Welcome to WebmasterWorld Guest from 126.96.36.199
After I woke up, google.com was indexing the testboard for almost 8 hours. After thinking of how they found my testboard url, I realized that I had google adsense and urchin code on the testboard. Is there a way to remove what it had indexed? I'm worried about duplicate content. :( Please advise, thanks in advance.
PS I already blocked all spiders in /robots.txt with:
The advice given by G was to block the dual content you don't want to index, otherwise they choose one.
Of they choose for a short period of time the wrong one, remove your testboard to directory three and 301 to the real directory.
In fact why don't do this right now. 301 everything from the testboard to the real one and restart your test in another directory this time removing adsense.
I'm worried about duplicate content.
I wouldn't worry too much about duplicate content in this instance, and certainly wouldn't use a 301. If you've blocked any further crawling on the test board, I believe the pages will eventually go supplemental and then a long time later (a year) they will drop out of the index. In the meantime no harm will be done.

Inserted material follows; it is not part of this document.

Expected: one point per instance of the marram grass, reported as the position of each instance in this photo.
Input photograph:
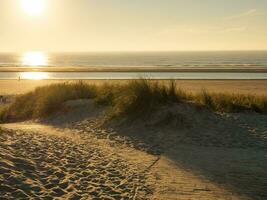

and certainly wouldn't use a 301
How does a 301 hinder crawling? :\
How can Webmasters proactively address duplicate content issues?
# Block appropriately: Rather than letting our algorithms determine the "best" version of a document, you may wish to help guide us to your preferred version. For instance, if you don't want us to index the printer versions of your site's articles, disallow those directories or make use of regular expressions in your robots.txt file.
# Use 301s: If you have restructured your site, use 301 redirects ("RedirectPermanent") in your .htaccess file to smartly redirect users, the Googlebot, and other spiders.
I placed the robots.txt inside the testboard folder.
Note that robots.txt can only be placed in the document root for your site, never in a folder - it will never be fetched from there. You should exclude the teastboard folder within your main robots.txt instead.